Sounds like CR 6798106 that we closed as we couldn't reproduce?

Andrew Gabriel wrote:
> Michael Lim wrote:
>> redirecting to crossbow-discuss...
>>
>> On 03/12/09 15:17, Andrew Gabriel wrote:
>>> In snv_108, I'm playing with creating a vnic over an etherstub, and 
>>> I might not be doing it right, but the behaviour I'm seeing doesn't 
>>> look right either.
>>>
>>> So this is what I did...
>>>
>>> # dladm create-etherstub estub0
>>> # dladm create-vnic -l estub0 vnic0
>>> # ifconfig vnic0 plumb
>>> # ifconfig vnic0 192.168.128.1 netmask 255.255.255.0 broadcast + up
>>> #
>>>
>>> That seems to work, and I had virtualbox also attach to vnic0 and 
>>> traffic passes through vnic0 OK.
>>>
>>> Then I reboot.

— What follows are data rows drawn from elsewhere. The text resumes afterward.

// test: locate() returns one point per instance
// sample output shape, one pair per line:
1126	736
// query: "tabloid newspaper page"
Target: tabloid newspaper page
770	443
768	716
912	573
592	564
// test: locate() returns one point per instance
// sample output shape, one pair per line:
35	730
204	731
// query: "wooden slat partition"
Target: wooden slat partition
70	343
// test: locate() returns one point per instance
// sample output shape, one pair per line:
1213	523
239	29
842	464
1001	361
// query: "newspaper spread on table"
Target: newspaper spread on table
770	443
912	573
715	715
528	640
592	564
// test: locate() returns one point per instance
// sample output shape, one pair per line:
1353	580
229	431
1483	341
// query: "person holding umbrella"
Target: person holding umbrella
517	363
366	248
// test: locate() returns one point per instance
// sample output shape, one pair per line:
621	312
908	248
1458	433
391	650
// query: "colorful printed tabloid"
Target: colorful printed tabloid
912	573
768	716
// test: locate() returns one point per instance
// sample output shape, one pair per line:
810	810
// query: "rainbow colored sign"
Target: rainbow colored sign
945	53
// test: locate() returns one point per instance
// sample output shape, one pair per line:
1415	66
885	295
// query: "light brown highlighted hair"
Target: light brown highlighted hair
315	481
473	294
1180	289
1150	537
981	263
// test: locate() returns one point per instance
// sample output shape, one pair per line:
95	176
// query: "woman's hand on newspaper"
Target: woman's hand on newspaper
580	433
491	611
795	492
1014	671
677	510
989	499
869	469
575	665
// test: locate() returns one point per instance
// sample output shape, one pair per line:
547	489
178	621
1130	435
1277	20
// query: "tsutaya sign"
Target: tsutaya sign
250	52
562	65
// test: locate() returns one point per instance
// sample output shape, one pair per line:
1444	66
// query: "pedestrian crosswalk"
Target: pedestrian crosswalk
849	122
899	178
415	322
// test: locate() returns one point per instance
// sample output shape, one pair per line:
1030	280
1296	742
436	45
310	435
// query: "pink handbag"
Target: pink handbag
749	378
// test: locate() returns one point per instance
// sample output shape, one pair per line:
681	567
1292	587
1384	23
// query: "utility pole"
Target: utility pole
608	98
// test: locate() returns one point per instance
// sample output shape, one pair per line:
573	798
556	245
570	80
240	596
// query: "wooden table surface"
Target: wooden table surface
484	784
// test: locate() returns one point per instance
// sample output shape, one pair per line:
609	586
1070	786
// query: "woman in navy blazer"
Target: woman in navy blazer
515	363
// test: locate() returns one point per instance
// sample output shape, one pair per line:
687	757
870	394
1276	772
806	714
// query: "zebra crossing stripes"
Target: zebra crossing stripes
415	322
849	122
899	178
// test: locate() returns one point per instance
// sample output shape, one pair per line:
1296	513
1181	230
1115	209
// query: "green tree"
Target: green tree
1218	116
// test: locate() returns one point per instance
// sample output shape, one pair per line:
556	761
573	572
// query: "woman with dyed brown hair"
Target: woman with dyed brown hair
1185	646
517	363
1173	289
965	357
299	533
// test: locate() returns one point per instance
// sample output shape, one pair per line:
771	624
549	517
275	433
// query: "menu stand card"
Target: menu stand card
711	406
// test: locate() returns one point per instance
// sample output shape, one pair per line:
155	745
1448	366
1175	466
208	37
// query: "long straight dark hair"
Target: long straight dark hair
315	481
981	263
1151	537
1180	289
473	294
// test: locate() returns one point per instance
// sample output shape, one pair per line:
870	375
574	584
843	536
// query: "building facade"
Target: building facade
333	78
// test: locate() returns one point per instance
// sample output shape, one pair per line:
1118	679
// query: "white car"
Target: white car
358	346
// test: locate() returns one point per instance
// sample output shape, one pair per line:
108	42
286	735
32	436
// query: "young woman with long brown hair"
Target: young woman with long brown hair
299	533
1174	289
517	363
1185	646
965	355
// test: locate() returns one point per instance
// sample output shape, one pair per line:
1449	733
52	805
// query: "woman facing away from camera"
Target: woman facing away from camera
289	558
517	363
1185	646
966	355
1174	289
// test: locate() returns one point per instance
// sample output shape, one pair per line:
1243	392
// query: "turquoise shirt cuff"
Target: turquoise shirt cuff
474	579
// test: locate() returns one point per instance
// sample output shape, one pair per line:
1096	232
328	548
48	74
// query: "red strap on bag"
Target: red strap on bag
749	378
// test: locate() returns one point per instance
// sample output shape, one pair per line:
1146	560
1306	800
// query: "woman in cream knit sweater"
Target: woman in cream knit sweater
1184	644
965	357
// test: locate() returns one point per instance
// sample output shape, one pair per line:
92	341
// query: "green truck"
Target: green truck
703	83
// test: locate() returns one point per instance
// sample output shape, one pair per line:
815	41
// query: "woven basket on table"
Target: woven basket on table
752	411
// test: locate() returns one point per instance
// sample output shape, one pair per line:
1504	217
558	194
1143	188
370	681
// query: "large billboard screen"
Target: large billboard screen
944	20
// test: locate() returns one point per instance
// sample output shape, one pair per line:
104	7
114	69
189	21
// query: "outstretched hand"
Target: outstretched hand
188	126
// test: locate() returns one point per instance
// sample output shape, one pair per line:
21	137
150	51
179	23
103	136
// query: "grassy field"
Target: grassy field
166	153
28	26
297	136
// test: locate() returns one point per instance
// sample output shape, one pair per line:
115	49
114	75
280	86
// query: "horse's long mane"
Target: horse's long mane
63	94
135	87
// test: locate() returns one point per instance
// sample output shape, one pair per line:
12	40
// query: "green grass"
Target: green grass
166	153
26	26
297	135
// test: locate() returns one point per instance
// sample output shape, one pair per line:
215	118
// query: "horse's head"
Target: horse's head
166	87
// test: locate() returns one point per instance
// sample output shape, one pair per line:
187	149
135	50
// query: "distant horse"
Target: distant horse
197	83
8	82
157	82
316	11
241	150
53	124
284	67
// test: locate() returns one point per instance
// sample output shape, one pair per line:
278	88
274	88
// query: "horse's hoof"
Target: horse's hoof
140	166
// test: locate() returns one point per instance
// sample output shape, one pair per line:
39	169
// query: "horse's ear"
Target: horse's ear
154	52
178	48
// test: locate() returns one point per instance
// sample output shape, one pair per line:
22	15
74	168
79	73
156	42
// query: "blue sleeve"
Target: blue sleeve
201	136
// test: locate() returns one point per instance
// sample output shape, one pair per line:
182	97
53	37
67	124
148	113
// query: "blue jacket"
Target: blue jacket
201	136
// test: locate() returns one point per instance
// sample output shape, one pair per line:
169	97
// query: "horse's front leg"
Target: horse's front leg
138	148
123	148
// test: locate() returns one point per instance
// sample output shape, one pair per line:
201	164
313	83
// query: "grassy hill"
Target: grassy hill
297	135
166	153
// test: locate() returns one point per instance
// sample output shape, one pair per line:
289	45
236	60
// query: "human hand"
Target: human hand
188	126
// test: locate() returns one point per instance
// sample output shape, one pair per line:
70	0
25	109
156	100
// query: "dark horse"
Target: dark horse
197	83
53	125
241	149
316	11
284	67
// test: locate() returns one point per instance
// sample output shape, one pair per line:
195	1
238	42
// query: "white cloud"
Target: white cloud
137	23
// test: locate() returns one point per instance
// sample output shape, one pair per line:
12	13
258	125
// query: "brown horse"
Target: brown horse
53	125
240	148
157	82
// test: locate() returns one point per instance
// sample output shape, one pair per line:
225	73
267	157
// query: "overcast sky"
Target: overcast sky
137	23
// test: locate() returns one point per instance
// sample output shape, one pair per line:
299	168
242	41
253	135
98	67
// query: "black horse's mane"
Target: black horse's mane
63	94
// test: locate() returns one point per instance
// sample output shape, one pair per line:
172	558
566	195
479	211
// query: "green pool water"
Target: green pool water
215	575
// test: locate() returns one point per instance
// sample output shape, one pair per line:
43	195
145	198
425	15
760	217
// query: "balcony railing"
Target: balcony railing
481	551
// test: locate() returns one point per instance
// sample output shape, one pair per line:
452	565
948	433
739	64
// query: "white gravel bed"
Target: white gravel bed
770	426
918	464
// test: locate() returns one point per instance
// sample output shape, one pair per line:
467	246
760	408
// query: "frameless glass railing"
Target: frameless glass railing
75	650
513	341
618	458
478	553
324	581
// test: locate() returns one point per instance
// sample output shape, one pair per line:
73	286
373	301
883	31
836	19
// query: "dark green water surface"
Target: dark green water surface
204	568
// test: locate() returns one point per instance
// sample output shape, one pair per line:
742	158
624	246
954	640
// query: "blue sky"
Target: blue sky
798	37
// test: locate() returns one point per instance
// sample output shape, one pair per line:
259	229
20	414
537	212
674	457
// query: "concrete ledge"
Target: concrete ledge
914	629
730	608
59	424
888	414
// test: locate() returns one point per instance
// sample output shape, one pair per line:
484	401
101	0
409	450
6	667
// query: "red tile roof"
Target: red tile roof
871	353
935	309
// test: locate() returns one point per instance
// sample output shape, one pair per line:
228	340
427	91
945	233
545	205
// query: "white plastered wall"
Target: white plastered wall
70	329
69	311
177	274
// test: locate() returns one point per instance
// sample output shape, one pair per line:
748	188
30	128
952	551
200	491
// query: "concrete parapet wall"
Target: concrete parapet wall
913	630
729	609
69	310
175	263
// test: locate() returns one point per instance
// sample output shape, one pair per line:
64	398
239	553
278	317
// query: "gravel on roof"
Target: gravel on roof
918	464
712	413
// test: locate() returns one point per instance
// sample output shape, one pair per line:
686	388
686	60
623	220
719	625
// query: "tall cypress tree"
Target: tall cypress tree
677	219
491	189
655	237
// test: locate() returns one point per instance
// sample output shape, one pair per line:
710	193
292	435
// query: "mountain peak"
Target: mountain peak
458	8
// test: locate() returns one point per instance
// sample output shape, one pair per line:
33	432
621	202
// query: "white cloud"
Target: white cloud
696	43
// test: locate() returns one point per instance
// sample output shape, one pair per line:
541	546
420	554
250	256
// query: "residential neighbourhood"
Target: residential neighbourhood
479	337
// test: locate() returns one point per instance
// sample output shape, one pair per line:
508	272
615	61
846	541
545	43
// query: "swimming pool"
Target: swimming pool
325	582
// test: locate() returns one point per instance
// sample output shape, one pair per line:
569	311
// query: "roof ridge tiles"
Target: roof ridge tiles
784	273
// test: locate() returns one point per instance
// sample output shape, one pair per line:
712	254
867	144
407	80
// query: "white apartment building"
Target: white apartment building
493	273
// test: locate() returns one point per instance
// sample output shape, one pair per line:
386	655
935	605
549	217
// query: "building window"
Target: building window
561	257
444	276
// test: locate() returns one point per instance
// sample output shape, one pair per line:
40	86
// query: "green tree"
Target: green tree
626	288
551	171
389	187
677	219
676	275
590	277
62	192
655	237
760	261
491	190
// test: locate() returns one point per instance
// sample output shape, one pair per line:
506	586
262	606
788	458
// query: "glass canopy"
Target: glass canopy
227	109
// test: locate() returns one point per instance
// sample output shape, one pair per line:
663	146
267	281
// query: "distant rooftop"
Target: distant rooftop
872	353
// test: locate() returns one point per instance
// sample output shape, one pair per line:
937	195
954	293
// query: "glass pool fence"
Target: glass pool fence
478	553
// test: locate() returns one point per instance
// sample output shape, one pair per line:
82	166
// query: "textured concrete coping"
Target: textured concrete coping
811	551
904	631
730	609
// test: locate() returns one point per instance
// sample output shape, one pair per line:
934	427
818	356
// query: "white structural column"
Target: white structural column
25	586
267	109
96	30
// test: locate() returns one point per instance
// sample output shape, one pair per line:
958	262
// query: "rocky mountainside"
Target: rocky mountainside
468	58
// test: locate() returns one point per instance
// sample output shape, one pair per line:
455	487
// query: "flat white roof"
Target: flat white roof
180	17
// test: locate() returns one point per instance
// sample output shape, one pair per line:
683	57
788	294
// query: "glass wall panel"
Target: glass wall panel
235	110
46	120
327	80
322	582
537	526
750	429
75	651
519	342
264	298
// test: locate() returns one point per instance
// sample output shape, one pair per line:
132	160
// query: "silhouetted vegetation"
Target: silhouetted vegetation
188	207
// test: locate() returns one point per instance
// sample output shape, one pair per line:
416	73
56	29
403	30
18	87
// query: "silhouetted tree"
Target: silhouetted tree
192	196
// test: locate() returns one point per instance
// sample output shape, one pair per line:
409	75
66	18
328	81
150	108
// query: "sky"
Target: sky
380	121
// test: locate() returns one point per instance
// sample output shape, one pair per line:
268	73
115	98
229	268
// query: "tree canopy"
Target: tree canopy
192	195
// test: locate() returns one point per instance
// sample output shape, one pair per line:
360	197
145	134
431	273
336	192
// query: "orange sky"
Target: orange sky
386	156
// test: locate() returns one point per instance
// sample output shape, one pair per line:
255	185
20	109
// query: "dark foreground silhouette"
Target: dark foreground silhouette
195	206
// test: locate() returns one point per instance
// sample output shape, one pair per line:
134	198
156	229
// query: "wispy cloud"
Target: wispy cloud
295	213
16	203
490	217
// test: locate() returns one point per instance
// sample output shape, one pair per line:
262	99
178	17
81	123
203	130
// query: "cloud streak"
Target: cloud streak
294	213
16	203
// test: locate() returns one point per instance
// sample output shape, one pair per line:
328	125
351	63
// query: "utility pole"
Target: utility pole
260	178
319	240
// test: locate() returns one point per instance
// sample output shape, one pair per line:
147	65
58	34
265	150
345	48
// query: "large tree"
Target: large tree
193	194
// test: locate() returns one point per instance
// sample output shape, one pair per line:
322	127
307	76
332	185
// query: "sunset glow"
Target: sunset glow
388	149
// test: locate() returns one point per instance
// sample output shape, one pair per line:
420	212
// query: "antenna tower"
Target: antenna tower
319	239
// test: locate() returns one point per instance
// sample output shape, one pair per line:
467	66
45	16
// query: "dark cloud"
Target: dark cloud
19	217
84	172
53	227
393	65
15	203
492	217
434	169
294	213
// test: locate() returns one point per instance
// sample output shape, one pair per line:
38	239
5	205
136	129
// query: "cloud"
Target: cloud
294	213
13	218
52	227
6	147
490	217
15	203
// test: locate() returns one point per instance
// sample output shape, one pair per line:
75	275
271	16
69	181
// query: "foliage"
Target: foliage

I wasn't expecting the interfaced to be plumbed 
>>> anymore, but I was expecting the vnic0 and estub0 to still be there. 
>>> They aren't:
>>>
>>> # ifconfig vnic0 plumb
>>> ifconfig: SIOCSLIFNAME for ip: vnic0: no such interface
>>> # dladm show-etherstub
>>> # dladm show-vnic
>>> #
>>>
>>> Except maybe they are:
>>>
>>> # dladm create-etherstub estub0
>>> dladm: etherstub creation failed: object already exists
>>> # dladm create-vnic -l estub0 vnic0
>>> dladm: vnic creation over estub0 failed: object already exists
>>> #
>>>
>>> I can fortunately delete them and then recreate them.
>>>
>>> # dladm delete-etherstub estub0
>>> # dladm delete-vnic vnic0
>>> #
>>>
>>> (whereas if I try deleting estub1 or vnic1, neither of which I have 
>>> ever created, that gives an error as expected).
>>>
>>> So is this broken, or doesn't it work like I think it should?
>> it's broken. everything that you did should work.
>>
>> i suspect that the #dladm up-vnic in the net-physical SMF service 
>> tried to
>> create the vnic before the etherstub. there should probably be an 
>> error in
>> the SMF log file.
>>
>> i can't explain the missing entry in #dladm show-etherstub though.
>
> To answer my own question, the fault is that if you are running NWAM, 
> nothing during boot actually instantiates the persistent configuration 
> for vnics and ethersubs (nor several other objects, by inspection of 
> the start methods), so although the objects are in the persistent 
> configuration, they never get loaded into the kernel.
>
> You can force the persistent configuration to be loaded by running
>
> # dladm up-vnic
>
> So I guess what I'm after is svc:/network/physical:nwam on some 
> interfaces and svc:/network/physical:default on other interfaces.
> Would I be right in thinking NWAM is not configurable to this extent?